Infância – Tenho muitas imagens da infância, mas para escolher uma, escolho a da mala preta. É uma mala que meu pai guarda até hoje, com carinho. Ela tem relação com um episódio bonito e triste, ao mesmo tempo. A casa onde vivíamos incendiou completamente. Minha mãe era professora e estava em sala de aula quando isso aconteceu. Na volta do trabalho, viu a casa em chamas. Já escurecia e ela pensou que eu e minha irmã mais velha (a mais nova não tinha nascido ainda) estávamos dentro dela. Mas justamente naquele dia, meu pai nos convidou para ir com ele a um bar próximo. Estranhamos o convite, mas o acompanhamos. Foi por esse detalhe que não estávamos dentro de casa quando houve o incêndio. Minha mãe nos viu no meio da multidão, e foi muito emocionante. Algumas pessoas se machucaram, pois houve explosões. O episódio marcou toda minha família, para sempre. Em seguida ao ocorrido, toda a comunidade se mobilizou e reconstruiu nossa casa, muito melhor e mais bonita do que era antes. Mas, antes disso, moramos um tempo sem nada, porque havíamos perdido tudo. No local que ficamos, nos fundos de um bar, o piso foi coberto com serragem, e o cheiro dela, até hoje, traz as lembranças na minha memória. Meu pai guarda até hoje uma mala preta, com todos os registros das doações que recebemos. A arrecadação se iniciou com um funcionário do Banco do Brasil, o Sadi Kern e muita gente aderiu. Em pouco mais de quatro meses tínhamos nossa casa nova. Esse exemplo que tive no início da vida me mostrou que o ser humano pode nos surpreender positivamente, e que vale a pena acreditar.
Formação – Sou advogada formada pela Unisinos. Integro uma sociedade de advogados em Porto Alegre e dou aulas na Unisinos desde 1992. Vivi na Índia por três anos, de 1998 a 2001, com meu ex-marido, que é físico, e meu filho. Fui para lá a contragosto, pois estava trabalhando e acabava o meu mestrado na PUC, e estava feliz com o escritório que recém se mudara para nova sede. Entre 2003 e 2006 fiz o doutorado em Direitos Humanos, na Unisinos, na área do multiculturalismo, pois queria trabalhar o choque cultural e o diálogo entre culturas. Sou filha desta casa, apesar de ir para lá e para cá. Meu pós-doutorado será na área de propriedade intelectual e informática (Open Access e Universal Access). Gosto de sentir que nunca parei de estudar, e espero nunca parar. O dia que eu parar algo deverá estar muito errado. E é importante buscar horizontes novos e lugares que nos desafiam, que nos fazem respirar. Além de professora do curso de Direito da Unisinos, mantenho a sociedade de advocacia em Porto Alegre. Em função de meus quase 20 anos dedicados à propriedade intelectual e publicações, sou nomeada para perícias judiciais na área de patentes, marcas, direito autoral (plágio, pirataria), não apenas no RS, mas em outros estados.

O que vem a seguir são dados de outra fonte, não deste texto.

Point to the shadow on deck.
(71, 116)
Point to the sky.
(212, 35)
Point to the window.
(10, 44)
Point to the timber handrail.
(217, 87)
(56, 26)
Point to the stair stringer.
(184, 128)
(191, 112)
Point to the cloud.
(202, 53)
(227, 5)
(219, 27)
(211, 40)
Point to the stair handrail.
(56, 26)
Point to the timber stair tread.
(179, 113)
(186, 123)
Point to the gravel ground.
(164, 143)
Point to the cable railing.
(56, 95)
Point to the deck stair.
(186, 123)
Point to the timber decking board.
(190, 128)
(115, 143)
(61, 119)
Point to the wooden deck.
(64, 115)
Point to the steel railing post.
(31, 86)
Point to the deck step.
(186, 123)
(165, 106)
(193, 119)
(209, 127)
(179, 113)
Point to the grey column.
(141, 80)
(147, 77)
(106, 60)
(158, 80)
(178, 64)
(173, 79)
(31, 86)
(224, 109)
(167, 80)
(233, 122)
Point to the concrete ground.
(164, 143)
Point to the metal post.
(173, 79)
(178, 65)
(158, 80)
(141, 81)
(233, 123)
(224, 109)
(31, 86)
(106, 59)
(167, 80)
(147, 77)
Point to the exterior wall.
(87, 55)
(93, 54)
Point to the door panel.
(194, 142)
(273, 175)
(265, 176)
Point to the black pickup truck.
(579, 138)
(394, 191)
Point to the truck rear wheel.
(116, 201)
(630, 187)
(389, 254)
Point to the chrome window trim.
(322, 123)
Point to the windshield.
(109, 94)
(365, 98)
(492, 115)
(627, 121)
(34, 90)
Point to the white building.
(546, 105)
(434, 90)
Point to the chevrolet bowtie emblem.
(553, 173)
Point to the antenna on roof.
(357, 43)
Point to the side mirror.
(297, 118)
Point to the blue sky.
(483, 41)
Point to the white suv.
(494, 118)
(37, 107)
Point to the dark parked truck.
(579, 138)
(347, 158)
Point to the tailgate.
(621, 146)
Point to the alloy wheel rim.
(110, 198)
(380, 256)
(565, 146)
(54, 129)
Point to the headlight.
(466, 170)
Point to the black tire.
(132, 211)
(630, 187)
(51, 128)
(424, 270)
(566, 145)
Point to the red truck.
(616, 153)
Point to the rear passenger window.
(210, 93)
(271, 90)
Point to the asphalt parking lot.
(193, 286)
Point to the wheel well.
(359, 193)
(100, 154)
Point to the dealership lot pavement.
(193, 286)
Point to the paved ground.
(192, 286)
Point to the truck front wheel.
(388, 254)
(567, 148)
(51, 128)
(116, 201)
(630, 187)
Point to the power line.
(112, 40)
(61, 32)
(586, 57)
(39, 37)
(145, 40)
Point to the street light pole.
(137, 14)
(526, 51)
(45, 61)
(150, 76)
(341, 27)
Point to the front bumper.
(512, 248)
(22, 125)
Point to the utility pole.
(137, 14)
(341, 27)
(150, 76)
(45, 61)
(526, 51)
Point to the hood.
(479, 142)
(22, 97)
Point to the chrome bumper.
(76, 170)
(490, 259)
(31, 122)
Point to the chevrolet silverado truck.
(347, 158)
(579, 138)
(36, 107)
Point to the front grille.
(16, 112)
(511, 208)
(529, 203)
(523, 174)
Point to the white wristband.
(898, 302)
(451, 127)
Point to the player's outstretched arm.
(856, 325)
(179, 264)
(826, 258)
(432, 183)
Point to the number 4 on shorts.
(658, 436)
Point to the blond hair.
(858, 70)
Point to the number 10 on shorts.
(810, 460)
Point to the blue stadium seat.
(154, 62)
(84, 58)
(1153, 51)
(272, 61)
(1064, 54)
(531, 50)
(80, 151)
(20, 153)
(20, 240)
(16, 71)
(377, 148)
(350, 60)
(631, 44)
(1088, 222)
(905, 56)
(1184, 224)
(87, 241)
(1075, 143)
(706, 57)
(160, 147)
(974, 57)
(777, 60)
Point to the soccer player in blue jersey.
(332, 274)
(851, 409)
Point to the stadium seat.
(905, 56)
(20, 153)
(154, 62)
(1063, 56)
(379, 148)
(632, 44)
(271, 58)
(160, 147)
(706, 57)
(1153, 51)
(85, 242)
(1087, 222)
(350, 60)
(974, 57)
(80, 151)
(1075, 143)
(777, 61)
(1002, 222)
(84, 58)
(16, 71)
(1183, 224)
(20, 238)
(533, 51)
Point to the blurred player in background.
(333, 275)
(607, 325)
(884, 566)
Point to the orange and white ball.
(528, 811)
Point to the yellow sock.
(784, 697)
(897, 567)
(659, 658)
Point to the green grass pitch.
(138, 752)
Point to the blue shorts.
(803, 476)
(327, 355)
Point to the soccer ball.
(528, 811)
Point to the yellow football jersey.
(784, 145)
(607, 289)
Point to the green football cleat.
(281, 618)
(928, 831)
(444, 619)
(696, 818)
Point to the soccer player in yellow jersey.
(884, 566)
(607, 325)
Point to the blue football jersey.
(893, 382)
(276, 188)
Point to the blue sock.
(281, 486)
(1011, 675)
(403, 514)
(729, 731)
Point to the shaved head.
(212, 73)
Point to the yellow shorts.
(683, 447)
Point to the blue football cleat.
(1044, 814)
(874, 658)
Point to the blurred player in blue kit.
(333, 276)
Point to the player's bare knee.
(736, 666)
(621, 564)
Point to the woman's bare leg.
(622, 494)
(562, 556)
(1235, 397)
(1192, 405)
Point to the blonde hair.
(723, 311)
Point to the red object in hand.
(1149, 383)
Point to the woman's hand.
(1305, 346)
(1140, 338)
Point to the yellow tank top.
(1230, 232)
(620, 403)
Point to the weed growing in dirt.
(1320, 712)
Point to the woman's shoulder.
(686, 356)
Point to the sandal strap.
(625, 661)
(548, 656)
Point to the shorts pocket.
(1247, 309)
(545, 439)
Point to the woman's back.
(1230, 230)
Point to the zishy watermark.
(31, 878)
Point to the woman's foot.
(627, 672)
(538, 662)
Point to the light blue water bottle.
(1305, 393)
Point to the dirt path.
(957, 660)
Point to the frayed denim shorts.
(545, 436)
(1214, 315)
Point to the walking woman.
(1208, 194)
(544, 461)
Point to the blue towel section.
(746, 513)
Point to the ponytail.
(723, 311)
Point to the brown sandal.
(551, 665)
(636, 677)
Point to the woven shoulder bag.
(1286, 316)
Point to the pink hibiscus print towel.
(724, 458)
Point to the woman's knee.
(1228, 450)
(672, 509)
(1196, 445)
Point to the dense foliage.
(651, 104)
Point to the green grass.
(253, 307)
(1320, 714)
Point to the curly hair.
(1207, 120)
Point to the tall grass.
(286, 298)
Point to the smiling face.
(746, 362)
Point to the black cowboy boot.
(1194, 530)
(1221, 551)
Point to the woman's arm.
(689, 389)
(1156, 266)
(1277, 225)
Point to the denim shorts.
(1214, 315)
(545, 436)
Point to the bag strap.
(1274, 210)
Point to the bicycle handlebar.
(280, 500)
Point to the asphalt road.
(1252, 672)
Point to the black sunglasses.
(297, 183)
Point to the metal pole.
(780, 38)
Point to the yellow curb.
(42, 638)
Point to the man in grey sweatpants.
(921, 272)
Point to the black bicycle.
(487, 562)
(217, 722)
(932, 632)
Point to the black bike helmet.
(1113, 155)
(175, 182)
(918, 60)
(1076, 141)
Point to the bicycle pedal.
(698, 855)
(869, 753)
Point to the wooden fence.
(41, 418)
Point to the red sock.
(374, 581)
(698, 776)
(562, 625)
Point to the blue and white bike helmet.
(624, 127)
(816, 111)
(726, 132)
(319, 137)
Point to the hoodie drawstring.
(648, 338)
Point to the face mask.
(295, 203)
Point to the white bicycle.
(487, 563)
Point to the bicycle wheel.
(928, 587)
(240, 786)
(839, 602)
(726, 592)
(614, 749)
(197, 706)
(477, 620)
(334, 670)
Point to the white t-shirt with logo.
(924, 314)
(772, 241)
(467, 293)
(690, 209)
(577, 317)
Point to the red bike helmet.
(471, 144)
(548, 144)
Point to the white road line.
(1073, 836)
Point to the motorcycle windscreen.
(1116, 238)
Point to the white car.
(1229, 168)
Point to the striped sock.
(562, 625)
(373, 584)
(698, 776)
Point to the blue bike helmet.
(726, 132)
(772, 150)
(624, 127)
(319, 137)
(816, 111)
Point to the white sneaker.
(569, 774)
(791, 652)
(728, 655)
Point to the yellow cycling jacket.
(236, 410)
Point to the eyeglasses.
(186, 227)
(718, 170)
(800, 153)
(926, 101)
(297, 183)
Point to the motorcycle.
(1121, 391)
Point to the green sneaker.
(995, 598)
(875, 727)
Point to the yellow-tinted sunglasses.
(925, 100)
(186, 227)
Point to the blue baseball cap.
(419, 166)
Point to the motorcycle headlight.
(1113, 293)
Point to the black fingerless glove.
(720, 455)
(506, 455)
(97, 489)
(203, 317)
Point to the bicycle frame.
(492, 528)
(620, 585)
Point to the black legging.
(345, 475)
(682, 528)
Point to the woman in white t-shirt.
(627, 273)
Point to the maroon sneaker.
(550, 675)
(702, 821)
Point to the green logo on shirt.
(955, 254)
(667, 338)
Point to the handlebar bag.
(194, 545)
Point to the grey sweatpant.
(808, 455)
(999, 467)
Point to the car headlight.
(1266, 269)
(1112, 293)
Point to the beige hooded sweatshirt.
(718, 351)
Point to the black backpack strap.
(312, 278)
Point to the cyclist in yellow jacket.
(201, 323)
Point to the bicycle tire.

Família – Meu filho Guilherme tem 16 anos, e estuda no segundo ano do ensino médio do Colégio Farroupilha, em Porto Alegre. Organizamos nossa vida por lá, pois ele gosta do ambiente dessa escola. O Guilherme foi alfabetizado na Índia, em inglês. Assim, quando voltamos para São Leopoldo, teve certa dificuldade de adaptação. Lázaro, o pai do Guilherme, mora na China. Estamos indo visitá-lo e, na volta, ficarei na Alemanha para fazer o pós-doutorado. É um excelente pai e amigo. Na verdade, em função dos compromissos profissionais ele nunca mais conseguiu voltar para o Brasil, apesar de um período curto aqui, há 2 anos. Da Índia foi morar na Espanha, de lá foi para a China.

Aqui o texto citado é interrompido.